Maar in 1958 was men al druk bezig bouwvallige onderdelen, die in het kader van de in de jaren 1870-1880 uitgevoerde herstellingswerkzaamheden werden aangebracht, in verband met instortingsgevaar te verwijderen. Het manuscript van de heer Peeters zou, wanneer tot publicatie zou zijn besloten, op het ogenblik van verschijnen al verouderd zijn geweest. Het bleef dan ook in portefeuille.
Eerst in 1971 hervatte prof. dr. Peeters op basis van een nieuwe opdracht zijn beschrijvingswerkzaamheden, doch ditmaal zou veel van zijn nieuwe onderzoek tevens in dienst van het restauratieprogramma gesteld moeten worden.
En zo bevat dit boek tevens het verslag van de herstellingswerkzaamheden, dat in de vorm van waarneming, documentatie en advies reeds zijn functie heeft gehad op de bouwsteigers. Sommige delen van dit boek zijn als rapport, nota of advies gebruikt in de vergaderingen van de restauratiecommissie en het bouwteam.
Dit onderdeel van het boek is uitgegroeid tot een uitvoerig ooggetuigeverslag, waarvan de details net zo belangrijk zijn als de bijzonderheden van de moeilijk te achterhalen bouwgeschiedenis.

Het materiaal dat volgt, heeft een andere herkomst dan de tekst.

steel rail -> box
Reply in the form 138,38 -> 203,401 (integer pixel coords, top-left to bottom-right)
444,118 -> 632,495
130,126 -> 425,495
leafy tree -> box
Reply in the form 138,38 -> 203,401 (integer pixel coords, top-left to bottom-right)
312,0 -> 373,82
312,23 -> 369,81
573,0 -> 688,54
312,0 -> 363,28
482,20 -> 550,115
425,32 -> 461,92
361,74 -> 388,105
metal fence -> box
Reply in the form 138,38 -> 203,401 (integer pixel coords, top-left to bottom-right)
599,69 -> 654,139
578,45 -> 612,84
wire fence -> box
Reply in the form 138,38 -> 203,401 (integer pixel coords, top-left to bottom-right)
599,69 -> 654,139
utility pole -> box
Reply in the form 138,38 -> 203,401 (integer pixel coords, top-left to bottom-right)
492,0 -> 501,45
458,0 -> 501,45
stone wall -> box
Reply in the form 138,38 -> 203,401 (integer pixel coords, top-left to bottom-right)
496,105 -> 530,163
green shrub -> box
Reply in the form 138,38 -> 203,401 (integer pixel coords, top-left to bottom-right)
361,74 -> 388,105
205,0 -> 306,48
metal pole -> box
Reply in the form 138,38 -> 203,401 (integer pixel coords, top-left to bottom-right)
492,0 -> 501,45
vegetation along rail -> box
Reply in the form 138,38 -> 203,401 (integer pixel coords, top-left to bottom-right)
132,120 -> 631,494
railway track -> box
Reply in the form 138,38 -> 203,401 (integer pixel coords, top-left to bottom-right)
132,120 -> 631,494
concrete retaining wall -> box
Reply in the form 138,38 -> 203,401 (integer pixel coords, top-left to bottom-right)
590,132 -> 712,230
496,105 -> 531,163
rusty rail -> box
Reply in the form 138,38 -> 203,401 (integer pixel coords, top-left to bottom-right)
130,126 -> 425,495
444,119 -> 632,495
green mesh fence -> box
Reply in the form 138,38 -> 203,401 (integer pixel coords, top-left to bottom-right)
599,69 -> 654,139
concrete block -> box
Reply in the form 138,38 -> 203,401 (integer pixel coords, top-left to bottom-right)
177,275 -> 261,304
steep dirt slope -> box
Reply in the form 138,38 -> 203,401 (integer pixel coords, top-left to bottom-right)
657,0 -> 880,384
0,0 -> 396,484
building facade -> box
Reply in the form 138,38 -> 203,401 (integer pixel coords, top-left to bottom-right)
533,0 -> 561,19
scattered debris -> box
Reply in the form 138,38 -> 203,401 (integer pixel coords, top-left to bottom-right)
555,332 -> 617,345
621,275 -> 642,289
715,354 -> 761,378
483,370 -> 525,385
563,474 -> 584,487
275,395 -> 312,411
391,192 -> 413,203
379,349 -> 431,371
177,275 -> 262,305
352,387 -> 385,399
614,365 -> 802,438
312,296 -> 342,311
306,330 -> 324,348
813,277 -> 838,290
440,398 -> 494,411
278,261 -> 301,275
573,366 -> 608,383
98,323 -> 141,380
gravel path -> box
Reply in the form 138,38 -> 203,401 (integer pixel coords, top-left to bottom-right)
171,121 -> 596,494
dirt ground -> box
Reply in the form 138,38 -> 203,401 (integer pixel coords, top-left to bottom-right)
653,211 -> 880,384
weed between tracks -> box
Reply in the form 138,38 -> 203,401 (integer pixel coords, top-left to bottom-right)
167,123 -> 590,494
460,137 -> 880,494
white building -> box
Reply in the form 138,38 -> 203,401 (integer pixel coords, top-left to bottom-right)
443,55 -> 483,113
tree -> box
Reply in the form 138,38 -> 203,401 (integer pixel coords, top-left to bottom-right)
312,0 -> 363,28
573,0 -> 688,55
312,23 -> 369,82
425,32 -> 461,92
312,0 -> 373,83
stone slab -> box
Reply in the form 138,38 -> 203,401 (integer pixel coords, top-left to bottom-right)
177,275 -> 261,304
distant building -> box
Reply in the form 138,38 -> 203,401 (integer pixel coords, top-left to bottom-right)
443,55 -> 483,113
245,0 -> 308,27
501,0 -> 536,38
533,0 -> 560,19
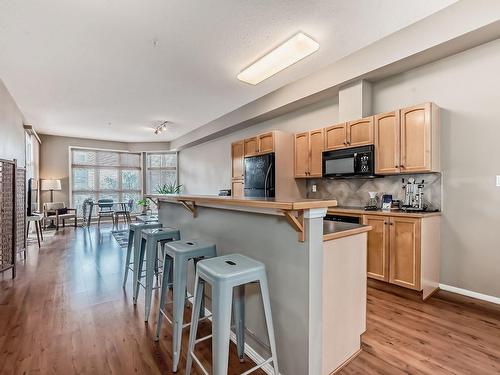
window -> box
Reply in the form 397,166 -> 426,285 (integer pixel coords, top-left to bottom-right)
146,152 -> 177,194
71,148 -> 142,216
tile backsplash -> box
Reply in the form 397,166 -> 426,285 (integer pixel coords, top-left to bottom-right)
307,173 -> 441,210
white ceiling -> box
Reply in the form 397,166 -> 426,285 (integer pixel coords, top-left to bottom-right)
0,0 -> 455,142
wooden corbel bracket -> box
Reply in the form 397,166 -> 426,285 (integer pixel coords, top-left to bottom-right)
282,210 -> 305,242
179,201 -> 196,217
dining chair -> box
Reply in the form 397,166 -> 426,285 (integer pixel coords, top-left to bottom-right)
115,199 -> 134,225
97,199 -> 115,225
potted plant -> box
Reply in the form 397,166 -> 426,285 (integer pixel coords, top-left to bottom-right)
137,198 -> 151,215
156,182 -> 182,194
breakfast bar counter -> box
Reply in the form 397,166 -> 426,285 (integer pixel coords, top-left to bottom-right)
148,195 -> 370,375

Ook in de ons omringende landen worden aan bijzondere gebouwen steeds vaker uitvoerige en diepgaande beschrijvende monografieën gewijd. Ik wijs op de beschrijvingen van de St. Stephansdom in Wenen (1931), de Dom van Keulen (1937), het Munster van Bern (1960), de St. Nicolaaskerk (1969) en de St. Baafskathedraal (1965) te Gent, de St. Gummaruskerk te Lier (1972), de Onze Lieve Vrouwekerk te Kortrijk (1973) en de St. Salvatorskathedraal te Brugge (1979-1981). De beschrijving van de Dom van Spiers, die in 1972 het licht zag, is uitzonderlijk breed en diep van opzet.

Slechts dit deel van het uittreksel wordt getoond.